I’m not an athlete, and I made my name (can you drop your own name?) with the judicious (hopefully, but doubtfully) application of money. The rewards of athletic success are immense and obvious, however. And athletes know it. When a test group were offered the hypothetical of a magic pill that would enable them to win every competition they entered for the next five years but die immediately thereafter, 52 per cent indicated they would take it. 1
Is that stupid? Well I wouldn’t take that deal (I’ll come back to that in a moment), but it makes sense from their genes’ point of view. Firstly, through those five years, I suspect their genes would be offered many chances to get into the next generation. Successful athletes are attractive. But also, the legacy of successful athletes has perseverance. I can think of the names of athletes who’ve been dead for ages. Babe Ruth, Muhammad Ali, Donald Bradman, Fanny Blankers-Koen—and I’m not that interested in sport. And Shane bloody Warne is even more everywhere than he was when he was alive. Anecdotally, the symbolic immortality athletes achieve really works. Greta Bradman, Donald’s granddaughter, is well known to me as an opera singer, and I’m not much interested in opera either.
A decision that seems stupid for the individual making it isn’t necessarily stupid from the point of view of their genes. So, let me ask: who’s making the decision? You, or your genes?
Memory, 2018, Vipoo Srivilasa
Australian Sports Museum, Melbourne
Donated by Mr Dean Netherton
Before, I said I wouldn’t take the killer magic pill to make me a super athlete for a while. If the genes are making the decision, why wouldn’t I?

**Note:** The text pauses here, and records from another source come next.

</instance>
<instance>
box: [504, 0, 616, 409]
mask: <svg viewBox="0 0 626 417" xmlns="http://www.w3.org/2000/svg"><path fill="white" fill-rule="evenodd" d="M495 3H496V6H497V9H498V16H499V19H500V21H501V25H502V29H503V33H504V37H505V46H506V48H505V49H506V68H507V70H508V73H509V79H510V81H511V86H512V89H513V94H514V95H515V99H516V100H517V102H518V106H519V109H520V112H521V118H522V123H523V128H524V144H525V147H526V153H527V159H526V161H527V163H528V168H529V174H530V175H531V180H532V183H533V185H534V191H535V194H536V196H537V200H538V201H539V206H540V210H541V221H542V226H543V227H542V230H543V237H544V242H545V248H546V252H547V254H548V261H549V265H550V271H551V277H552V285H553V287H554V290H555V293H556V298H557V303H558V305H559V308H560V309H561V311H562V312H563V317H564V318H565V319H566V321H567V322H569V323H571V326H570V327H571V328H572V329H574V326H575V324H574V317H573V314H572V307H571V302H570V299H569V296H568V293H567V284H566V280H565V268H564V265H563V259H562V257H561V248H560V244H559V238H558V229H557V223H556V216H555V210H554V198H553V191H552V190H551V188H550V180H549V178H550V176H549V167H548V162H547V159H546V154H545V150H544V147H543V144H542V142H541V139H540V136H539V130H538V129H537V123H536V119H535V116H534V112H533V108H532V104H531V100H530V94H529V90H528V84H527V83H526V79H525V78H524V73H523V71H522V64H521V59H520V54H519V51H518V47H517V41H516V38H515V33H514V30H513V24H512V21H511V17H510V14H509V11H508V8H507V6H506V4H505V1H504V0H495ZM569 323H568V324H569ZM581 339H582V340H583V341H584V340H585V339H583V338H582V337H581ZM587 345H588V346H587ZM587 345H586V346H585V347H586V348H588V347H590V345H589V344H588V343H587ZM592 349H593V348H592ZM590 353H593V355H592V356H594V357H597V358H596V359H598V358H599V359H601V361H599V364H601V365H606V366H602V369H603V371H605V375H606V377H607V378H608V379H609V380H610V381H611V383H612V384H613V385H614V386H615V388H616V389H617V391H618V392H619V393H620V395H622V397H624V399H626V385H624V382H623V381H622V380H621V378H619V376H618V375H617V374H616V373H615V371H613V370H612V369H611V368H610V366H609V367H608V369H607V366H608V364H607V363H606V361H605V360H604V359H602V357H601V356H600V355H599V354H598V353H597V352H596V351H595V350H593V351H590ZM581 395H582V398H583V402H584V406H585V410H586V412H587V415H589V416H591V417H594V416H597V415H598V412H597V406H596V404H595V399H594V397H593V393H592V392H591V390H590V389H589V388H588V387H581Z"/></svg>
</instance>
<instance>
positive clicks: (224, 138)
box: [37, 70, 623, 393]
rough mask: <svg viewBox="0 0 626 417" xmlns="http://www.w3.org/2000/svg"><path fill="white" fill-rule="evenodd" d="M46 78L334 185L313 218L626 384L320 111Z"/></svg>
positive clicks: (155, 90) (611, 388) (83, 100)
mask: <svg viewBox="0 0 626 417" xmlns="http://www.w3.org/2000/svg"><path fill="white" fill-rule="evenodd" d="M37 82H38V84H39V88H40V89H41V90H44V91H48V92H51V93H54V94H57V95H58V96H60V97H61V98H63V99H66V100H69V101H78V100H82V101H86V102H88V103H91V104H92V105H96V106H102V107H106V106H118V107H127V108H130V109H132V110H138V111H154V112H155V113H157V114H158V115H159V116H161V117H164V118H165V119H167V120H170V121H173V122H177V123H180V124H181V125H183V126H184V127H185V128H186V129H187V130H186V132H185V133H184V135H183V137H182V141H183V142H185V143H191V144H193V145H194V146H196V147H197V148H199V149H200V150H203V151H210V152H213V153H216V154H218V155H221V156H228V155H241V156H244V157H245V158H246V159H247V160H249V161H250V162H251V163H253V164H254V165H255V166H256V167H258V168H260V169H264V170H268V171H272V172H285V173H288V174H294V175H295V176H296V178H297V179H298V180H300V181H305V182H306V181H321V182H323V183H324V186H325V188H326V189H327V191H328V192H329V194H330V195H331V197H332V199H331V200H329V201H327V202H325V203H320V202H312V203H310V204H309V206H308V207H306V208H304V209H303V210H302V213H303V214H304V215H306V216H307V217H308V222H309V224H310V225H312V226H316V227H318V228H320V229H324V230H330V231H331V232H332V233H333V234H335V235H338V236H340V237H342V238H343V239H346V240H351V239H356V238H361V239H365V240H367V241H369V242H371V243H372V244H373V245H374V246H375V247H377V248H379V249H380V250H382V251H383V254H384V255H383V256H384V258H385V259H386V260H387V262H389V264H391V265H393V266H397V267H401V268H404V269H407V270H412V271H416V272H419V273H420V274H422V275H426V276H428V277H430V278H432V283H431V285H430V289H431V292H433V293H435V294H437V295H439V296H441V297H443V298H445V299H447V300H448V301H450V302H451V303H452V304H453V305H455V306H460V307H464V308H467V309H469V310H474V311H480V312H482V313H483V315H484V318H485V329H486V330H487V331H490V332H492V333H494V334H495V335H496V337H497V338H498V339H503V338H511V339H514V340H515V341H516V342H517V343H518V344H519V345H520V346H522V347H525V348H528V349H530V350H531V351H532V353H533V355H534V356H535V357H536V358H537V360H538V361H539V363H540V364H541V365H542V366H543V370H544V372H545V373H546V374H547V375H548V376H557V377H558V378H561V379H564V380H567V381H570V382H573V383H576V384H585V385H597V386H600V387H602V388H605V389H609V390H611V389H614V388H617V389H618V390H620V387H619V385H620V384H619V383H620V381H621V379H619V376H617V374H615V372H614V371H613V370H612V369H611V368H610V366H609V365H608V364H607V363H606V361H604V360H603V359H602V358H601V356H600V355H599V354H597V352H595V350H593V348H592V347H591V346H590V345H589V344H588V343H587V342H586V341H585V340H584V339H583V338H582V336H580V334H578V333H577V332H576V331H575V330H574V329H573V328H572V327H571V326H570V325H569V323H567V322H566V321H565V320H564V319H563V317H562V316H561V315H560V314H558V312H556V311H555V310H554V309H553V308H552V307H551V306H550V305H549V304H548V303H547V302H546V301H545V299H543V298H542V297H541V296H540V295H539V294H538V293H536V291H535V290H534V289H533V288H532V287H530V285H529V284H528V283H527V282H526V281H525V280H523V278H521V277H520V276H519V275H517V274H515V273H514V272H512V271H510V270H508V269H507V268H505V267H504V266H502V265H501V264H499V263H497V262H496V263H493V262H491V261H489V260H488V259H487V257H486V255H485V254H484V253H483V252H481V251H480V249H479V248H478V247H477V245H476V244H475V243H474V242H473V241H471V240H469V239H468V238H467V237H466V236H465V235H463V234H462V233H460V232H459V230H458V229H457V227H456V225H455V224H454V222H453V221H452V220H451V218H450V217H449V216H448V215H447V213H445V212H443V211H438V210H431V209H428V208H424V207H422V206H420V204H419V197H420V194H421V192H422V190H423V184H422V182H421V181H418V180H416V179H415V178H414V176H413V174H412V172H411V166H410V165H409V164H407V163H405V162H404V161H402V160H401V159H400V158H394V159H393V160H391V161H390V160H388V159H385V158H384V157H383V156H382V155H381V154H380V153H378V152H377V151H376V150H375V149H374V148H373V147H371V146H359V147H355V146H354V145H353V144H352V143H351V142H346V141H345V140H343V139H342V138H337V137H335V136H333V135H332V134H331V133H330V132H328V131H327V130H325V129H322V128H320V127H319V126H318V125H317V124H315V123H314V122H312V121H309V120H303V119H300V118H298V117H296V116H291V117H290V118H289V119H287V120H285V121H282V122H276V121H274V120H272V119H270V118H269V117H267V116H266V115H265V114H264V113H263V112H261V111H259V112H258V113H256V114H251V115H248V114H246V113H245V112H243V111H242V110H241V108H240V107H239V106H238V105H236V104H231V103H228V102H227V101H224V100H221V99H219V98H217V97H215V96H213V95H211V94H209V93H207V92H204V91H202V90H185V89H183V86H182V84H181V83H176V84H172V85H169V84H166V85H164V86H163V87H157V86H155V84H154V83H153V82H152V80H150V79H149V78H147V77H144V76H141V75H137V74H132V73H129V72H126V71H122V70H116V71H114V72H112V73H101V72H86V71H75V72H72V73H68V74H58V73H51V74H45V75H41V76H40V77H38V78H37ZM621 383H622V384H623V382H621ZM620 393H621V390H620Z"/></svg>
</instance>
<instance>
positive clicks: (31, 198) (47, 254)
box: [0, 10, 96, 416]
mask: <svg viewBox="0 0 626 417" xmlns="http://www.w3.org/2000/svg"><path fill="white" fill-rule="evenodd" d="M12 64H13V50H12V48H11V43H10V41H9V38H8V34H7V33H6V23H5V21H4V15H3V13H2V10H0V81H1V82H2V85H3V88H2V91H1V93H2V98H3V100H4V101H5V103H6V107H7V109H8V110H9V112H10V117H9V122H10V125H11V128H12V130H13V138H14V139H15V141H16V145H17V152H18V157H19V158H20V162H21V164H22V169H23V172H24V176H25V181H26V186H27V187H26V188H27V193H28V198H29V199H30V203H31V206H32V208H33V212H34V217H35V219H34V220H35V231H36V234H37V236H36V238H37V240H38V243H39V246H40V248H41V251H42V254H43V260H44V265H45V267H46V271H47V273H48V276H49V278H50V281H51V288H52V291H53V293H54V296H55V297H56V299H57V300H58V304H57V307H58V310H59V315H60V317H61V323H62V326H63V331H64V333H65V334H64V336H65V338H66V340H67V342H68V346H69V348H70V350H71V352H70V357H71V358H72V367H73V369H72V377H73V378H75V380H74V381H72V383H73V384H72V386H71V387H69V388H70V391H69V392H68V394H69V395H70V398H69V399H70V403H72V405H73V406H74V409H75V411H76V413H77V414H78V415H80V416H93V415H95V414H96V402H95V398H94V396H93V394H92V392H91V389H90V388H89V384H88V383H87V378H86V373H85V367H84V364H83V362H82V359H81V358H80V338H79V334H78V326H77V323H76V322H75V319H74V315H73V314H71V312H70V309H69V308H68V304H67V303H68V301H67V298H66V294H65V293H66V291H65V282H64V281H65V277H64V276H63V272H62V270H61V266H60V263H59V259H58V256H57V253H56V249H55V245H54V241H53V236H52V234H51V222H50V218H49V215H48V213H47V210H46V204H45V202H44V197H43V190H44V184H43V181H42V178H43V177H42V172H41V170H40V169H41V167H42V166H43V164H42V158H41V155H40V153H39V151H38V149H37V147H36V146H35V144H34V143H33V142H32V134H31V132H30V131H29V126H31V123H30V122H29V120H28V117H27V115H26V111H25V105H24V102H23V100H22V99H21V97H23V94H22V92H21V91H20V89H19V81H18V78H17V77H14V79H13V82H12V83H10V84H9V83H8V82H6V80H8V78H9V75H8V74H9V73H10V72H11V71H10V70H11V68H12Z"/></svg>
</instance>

Because I don’t want to attract potential partners and friends interested in sport. My tastes and aspirations express themselves, and the people I’m likely to care about, and bond with, should share those tastes. I want, and my genes want, to attract people who are compatible with me. If we’re sufficiently compatible, we might stay friends, or lovers, for a long time, and we might promote the interests of those we care about, even after they are dead. I’m doing that now. There’s Mona, of course, but I’m also (slightly) immortalising Stephen, Robert and Alex. Stephen and Robert are both eulogised in the big version of my autobiography. Alex wasn’t dead then, so I’m subverting the purposes of these works of art to his and my end.
Genes make us, and they make us care. And the things, and the people, we care about help to propagate our tastes, and our desires, and our genes. Culture bootstraps itself from our needs, in particular our need to proselytise what we believe in, and what we care about. And that helps our genes survive, and it keeps helping, when we’re no longer around. All this through the subtle combinatorics of fun. So, the circle stays unbroken.
Humans enjoy sex. Rape and coercion are a couple of the many pathologies of the pleasure sex brings. But so is love. Alex didn’t achieve symbolic immortality through sport, but he did demonstrate that, even to the point of pathology, we sometimes behave in the short-term interest of our genes even if it’s not in our individual long-term interest.
Because sex is fun, Alex literally took that magic killer pill.
1. B. Goldman, P. Bush and R. Klatz, Death in the Locker Room: Steroids, Cocaine and Sports, The Body Press, Tucson, 1984, cited by Brett Jordan Waggoner, ‘Legacy: Motivations and mechanisms for a desire to be remembered’, PhD thesis, University of Otago, New Zealand, 2022, p. 41, ourarchive.otago.ac.nz/handle/10523/14115.